Solicitor bankruptcies in the Merseyside area have risen sharply, the official receiver said last week.Ian Thomson, official receiver for Liverpool, said that there have been ‘more than the usual’ number of solicitors going bust over the last six months. Thomson estimated that in a normal year, between four and five solicitors go bankrupt in Merseyside. However, he said that six had failed since the start of the year, in an indication of the difficulties facing firms across the country.
The news comes after sole practitioner Alan Savage, who ran Liverpool firm Woolwich, Lander & Savage, was last month adjudged bankrupt with debts of more than £180,000.
‘Solicitors aren’t exempt from financial difficulties, just like everyone else,’ Thomson said. ‘As the economy contracts, you would expect the services market to contract as well. It’s understandable when you think about the property slump.’

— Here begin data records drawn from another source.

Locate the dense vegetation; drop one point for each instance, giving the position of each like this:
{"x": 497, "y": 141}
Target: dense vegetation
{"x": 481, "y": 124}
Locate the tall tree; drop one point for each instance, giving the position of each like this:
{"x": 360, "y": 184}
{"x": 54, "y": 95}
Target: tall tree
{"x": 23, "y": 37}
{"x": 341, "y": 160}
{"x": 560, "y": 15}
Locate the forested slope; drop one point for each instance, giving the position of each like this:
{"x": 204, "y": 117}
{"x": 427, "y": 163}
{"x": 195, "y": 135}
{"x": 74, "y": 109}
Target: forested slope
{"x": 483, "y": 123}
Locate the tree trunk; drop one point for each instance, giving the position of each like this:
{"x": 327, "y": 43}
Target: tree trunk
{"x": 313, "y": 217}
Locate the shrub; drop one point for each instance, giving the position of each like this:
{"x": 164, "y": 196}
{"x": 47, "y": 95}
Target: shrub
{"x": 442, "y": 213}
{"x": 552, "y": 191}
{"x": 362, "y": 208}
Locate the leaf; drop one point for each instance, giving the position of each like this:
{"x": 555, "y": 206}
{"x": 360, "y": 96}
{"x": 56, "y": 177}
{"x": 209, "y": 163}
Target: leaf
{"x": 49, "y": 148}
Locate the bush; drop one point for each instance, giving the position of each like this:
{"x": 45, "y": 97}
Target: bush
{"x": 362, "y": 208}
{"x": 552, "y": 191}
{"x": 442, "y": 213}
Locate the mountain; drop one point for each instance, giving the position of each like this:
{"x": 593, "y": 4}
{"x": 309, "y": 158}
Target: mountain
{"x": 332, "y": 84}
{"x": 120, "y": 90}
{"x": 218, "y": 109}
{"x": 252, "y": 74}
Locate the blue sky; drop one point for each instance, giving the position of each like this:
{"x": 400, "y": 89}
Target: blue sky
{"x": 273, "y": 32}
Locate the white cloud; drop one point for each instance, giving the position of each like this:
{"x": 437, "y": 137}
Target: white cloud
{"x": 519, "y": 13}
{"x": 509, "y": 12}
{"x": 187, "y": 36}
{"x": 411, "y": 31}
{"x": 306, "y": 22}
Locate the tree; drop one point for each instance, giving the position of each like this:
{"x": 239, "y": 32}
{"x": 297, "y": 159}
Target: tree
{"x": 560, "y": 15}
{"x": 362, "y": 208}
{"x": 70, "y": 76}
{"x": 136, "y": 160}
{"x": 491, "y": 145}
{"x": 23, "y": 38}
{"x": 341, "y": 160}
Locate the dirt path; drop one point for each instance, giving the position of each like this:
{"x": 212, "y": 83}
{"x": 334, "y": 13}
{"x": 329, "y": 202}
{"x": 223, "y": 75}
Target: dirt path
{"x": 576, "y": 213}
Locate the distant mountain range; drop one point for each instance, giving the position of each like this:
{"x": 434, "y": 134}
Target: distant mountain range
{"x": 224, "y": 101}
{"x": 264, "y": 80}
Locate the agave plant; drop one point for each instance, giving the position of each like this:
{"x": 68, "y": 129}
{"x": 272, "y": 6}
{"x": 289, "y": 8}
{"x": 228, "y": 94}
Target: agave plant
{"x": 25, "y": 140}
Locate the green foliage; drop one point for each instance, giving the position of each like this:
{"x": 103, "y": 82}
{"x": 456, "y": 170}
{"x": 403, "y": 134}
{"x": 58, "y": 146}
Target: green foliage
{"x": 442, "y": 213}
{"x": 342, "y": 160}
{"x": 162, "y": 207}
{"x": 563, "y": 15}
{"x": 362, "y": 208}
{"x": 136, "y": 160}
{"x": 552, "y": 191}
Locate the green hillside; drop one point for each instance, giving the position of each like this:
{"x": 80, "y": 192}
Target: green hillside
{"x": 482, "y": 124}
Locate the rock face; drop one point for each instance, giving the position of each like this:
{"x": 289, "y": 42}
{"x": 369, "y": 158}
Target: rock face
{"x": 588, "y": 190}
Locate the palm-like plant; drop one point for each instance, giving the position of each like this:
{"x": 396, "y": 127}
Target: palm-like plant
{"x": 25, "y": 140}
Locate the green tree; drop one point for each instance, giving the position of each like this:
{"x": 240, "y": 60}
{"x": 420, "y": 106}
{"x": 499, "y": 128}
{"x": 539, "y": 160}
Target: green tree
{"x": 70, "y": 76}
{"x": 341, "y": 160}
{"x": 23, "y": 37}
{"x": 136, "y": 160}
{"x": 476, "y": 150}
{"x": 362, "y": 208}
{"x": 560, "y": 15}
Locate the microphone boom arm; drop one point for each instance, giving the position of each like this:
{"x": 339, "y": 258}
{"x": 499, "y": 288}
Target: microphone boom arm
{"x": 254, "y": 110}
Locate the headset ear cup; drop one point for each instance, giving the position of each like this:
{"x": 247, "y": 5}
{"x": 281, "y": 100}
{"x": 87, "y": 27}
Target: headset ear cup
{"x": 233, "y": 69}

Woolwich, Lander & Savage made a loss of £29,000 in the year to June 2008, and lost £21,000 in the year to June 2009. Savage drew a salary of just £11,000 in 2008/09 as turnover fell from £205,000 in 2007/08 to £110,000 the following year.
The Solicitors Regulation Authority intervened in Woolwich, Lander & Savage in May and closed the firm.
In September last year, Lees Lloyd Whitley, a 190-year-old Merseyside firm with 90 staff, collapsed owing £11.8m.